21.4.10

My friend, cry for me. I am but an unborn catastrophe.


hmmmm...where to start today. I suppose I'll start by saying that I'm getting sick I think... Since those panic attacks, I've felt like shit. I think I stressed my heart out a bit too much. I had my heart rate at about 180 for all together, about 40 minutes. I think I might have damaged it more, or weakened it at least.
About 2 years ago, when I was first put on the transplant list, I felt so sick. I was emaciated and weighed 30lbs less than I do now. I was weak and tired and unhealthy.
Since last Thursday, I've felt like that again. Everything I eat makes me feel nauseous, and I'm full all the time. I feel sluggish and tired. My blood pressure is all kinds of funky and even bending over to play pool is making me feel lightheaded.
Egh. What to do.


The good (?) news is that at my parents, I recovered several old journals. I shall now be sharing a tidbit of my choosing in every post from now on.
Hahaha.


From October, 2004, age 15:

Hey,
The other day, Mr.Yates (the principal) called me into his office to talk about the kind of music I listen to. He says it isn't appropriate for school...and for that matter it's not appropriate out of school, either.

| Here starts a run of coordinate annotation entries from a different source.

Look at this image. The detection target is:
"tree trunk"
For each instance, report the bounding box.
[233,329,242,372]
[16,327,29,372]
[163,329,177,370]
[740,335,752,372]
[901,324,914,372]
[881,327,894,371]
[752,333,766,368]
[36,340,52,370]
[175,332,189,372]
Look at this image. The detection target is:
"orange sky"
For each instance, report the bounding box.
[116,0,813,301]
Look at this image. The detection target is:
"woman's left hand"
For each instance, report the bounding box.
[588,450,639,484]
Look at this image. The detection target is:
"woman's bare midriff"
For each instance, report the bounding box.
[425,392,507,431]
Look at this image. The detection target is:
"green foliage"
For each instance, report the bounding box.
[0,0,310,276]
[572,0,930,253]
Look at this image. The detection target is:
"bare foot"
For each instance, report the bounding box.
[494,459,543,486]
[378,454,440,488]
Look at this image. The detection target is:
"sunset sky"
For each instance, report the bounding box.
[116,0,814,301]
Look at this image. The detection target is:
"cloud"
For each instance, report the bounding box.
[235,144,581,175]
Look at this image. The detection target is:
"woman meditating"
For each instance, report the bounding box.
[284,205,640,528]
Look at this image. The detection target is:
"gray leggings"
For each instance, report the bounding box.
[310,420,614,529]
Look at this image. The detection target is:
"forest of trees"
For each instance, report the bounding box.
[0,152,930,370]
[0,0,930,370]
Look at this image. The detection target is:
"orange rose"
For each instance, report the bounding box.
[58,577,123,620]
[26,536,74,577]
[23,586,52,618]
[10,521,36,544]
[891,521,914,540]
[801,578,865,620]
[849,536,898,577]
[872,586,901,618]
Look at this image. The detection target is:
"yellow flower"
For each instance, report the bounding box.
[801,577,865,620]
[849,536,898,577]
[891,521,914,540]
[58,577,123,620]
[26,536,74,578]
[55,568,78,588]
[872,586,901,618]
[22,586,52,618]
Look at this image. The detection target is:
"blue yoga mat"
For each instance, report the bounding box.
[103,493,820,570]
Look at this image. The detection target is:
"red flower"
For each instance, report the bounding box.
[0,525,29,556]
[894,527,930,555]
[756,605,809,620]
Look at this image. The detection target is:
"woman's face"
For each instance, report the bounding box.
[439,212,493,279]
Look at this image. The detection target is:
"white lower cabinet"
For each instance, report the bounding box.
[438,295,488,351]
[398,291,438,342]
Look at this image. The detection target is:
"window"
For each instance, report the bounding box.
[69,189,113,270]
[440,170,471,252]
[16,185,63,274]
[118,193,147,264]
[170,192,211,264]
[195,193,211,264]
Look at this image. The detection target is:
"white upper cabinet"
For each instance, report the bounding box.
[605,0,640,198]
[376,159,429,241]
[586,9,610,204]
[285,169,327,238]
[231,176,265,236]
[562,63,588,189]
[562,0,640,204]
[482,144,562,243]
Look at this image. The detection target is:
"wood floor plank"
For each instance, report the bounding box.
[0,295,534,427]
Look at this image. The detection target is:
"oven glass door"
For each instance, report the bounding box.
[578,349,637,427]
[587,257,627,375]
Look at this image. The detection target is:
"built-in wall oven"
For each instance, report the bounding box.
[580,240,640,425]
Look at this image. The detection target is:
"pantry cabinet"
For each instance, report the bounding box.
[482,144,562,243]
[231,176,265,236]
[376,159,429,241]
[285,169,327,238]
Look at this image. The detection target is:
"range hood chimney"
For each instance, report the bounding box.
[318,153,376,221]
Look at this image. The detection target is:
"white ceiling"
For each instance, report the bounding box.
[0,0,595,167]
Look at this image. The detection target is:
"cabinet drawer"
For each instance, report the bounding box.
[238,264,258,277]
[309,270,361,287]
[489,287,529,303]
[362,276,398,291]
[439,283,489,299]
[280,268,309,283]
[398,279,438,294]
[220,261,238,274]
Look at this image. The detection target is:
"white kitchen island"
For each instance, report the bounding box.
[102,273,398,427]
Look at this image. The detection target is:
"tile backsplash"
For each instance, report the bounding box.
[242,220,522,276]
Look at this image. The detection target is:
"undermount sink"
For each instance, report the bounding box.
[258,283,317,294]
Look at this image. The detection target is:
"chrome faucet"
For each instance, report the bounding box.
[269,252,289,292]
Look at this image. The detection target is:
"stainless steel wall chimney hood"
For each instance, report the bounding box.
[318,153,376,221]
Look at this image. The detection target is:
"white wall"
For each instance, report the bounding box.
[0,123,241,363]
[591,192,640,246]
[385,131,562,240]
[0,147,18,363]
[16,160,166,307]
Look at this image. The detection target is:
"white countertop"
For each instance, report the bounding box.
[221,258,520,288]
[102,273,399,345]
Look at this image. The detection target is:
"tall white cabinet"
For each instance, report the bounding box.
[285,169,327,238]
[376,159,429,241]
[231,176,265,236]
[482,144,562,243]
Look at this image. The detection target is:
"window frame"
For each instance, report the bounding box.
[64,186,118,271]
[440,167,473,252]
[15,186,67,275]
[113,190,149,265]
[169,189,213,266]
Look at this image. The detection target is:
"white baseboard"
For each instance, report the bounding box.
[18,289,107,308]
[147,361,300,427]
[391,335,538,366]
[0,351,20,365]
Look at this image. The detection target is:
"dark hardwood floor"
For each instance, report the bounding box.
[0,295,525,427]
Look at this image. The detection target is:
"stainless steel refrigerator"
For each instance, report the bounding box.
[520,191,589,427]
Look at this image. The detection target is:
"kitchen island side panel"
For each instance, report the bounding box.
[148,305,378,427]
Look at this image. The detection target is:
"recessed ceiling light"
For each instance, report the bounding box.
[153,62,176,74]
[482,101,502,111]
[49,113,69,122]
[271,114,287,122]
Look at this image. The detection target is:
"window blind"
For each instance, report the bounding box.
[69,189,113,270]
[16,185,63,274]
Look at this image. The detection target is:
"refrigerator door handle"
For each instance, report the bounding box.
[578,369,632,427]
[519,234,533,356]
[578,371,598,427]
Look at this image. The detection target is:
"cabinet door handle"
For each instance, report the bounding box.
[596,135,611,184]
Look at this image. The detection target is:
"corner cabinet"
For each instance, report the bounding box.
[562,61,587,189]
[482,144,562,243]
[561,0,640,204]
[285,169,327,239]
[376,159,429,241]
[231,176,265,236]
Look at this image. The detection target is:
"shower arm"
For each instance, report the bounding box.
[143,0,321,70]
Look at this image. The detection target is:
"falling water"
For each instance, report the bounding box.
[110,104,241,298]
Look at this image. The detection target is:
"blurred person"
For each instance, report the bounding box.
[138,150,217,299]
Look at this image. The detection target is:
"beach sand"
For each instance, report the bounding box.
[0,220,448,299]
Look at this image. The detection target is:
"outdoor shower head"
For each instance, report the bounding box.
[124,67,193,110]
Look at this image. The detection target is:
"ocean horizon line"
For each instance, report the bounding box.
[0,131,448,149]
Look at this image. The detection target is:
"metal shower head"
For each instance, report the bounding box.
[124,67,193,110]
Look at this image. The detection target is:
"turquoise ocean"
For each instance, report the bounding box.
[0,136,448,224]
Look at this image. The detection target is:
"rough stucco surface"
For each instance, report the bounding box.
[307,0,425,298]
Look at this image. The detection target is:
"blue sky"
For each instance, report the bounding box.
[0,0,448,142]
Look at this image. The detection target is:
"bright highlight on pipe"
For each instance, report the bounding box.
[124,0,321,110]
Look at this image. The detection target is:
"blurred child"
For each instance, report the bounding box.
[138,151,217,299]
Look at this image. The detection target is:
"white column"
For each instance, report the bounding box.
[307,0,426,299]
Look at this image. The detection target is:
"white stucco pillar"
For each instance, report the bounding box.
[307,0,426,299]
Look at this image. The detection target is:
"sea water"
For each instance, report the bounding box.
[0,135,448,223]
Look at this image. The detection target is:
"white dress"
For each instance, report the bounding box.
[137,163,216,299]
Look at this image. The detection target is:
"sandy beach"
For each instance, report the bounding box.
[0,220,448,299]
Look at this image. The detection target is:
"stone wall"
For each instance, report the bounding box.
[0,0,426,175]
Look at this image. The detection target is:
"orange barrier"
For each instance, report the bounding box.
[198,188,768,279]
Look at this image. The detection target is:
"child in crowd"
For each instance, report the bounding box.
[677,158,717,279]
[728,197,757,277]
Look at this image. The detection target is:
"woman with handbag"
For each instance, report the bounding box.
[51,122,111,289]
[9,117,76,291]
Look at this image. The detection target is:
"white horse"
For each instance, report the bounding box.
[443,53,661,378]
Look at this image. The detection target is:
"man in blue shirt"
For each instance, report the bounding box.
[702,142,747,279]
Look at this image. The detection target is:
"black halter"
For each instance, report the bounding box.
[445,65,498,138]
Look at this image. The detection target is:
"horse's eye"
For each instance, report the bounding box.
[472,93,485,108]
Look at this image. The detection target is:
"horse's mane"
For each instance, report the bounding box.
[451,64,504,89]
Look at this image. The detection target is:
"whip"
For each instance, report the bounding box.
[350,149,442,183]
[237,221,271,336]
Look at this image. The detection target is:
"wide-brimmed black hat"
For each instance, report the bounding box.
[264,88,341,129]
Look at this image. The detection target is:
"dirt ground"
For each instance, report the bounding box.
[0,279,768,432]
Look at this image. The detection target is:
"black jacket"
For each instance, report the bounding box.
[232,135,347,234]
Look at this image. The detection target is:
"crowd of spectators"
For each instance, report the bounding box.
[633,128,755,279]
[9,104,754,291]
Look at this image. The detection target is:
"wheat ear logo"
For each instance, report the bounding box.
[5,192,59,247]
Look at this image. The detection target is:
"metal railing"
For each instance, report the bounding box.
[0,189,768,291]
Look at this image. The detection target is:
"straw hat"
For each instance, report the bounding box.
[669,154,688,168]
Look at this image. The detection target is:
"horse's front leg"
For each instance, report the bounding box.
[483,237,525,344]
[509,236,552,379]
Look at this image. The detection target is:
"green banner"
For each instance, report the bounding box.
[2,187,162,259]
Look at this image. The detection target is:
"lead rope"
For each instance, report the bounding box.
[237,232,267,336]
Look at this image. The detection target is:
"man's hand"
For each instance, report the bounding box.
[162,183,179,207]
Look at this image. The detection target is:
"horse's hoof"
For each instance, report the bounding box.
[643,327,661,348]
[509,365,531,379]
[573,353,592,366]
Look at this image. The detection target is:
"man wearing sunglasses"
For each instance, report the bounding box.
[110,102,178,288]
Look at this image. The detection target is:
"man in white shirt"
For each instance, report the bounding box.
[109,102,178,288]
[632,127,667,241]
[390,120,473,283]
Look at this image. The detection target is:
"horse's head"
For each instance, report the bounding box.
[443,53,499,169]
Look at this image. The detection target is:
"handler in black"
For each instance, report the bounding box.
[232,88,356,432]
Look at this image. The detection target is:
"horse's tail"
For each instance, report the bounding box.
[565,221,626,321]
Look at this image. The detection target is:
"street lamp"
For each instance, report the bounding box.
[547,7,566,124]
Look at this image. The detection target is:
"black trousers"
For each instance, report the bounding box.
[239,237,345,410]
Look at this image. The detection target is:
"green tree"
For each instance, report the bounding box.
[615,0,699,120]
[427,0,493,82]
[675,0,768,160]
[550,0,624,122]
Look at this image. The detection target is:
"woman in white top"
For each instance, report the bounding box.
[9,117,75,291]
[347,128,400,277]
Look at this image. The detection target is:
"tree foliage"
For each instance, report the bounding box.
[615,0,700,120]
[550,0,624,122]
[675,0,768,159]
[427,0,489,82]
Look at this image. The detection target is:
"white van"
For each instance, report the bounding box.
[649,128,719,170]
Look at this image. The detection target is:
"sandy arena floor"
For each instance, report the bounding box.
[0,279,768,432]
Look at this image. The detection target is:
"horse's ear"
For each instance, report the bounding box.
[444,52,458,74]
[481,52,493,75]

He then proceeded to give me a lecture (He actually "searched" my locker and listened to a CD Melissa gave me, and the one song he listened to was "Heretic Anthem" by Slipknot) He went on and on about how it said in the song, "I wanna be a sinner" Blah blah fuckity blah. Fuck him...he was like "you know that's worse than KISS?!". Then he said that I wonder why no ones parents will let their kids come over to me house. He said that he was very disappointed in me and that he hoped that in the future, I would remember that conversation and realize he was right.


I still think he's a fucking douchebag, and he was definitely wrong.